This bundle offers a simple method to batch upload data to Google bigquery.
3 concepts are useful to work with this bundle:
An entity is any object implementing \CCMBenchmark\BigQueryBundle\BigQuery\Entity\RowInterface
.
This interface extends JsonSerializable to handle the export to bigquery.
An entity is coupled to a metadata object.
Metadata are responsible to store the schema related to your entity and other information used to store data into bigquery.
A metadata is a class implementing \CCMBenchmark\BigQueryBundle\BigQuery\MetadataInterface
.
The UnitOfWork is provided by the bundle. It's responsible to store the data and then to upload it to bigquery.
<?php
class MyMetadata implements CCMBenchmark\BigQueryBundle\BigQuery\MetadataInterface {
public function getEntityClass(): string {
return MyEntity::class;
}
public function getDatasetId(): string {
return 'mydataset';
}
public function getProjectId(): string {
return 'myproject';
}
public function getTableId(): string {
return 'mytable';
}
public function getSchema(): array {
return [
[ "mode"=> "NULLABLE", "name"=> "sessions", "type"=> "INTEGER" ]
];
}
}
class MyEntity implements CCMBenchmark\BigQueryBundle\BigQuery\Entity\RowInterface {
use CCMBenchmark\BigQueryBundle\BigQuery\Entity\RowTrait;
private $sessions;
public function __construct(int $sessions) {
$this->sessions = $sessions;
}
public function jsonSerialize()
{
return [
'sessions' => $this->sessions,
'created_at' => (new \Datetime())->format('Y-m-d H:i:s'),
];
}
}
// @var $unitOfWork \CCMBenchmark\BigQueryBundle\BigQuery\UnitOfWork
$unitOfWork->addData(
new MyEntity(
1000
)
);
// Your data will be uploaded when calling this method
$unitOfWork->flush();
- Require the package
composer require ccmbenchmark/bigquery-bundle
- Add it to your kernel:
Symfony 4+:
<?php
//config/bundles.php
return [
(..)
\CCMBenchmark\BigQueryBundle\BigQueryBundle::class => ['all' => true]
]
Symfony 3.4:
<?php
//app/AppKernel.php
$bundles = array(
(...)
new \CCMBenchmark\BigQueryBundle\BigQueryBundle(),
);
To upload data to google big query using google cloud storage, you need:
- A valid google cloud project with the following apis: BigQuery API, Cloud Storage
- A valid service account with the json api identifier
- To setup the billing on your account
Note: Usage of google cloud storage and google big query can be charged by Google. So using this bundle can produce charges on your account. You are responsible of that.
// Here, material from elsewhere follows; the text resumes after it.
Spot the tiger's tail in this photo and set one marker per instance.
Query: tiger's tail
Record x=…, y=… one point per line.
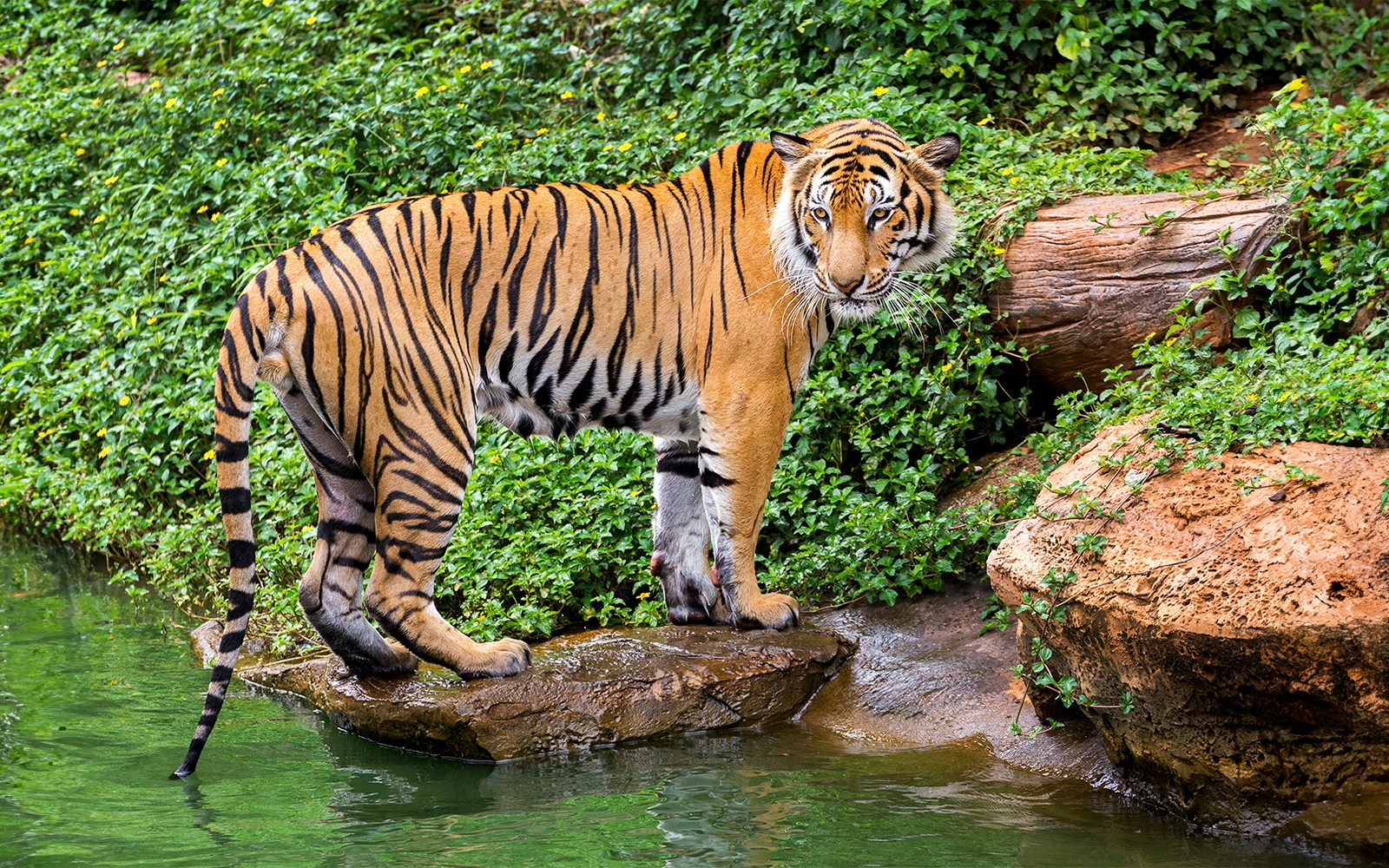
x=236, y=367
#config/packages/big_query.yml
big_query:
cloudstorage:
bucket: [Name of your bucket in google cloud storage]
api:
application_name: "My application"
credentials_file: "[Path to your credentials in json format]"
proxy: ## Remove this section if you don't have any proxy or set the values to "~"
host: "%proxy.host%"
port: "%proxy.port"
To create a metadata, create a new class implementing MetadataInterface.
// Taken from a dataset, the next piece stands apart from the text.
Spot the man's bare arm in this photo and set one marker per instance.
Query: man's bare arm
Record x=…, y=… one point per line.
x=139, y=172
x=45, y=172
To automatically register your metadata into the UnitOfWork, this bundle provides a tag to declare on this service.
//config/services/services.xml
<service id="AppBundle\MyMetadata">
<tag name="big_query.metadata" />
</service>
At this point your metadata are declared into the UnitOfWork, thanks to a CompilerPass. You are ready to upload data.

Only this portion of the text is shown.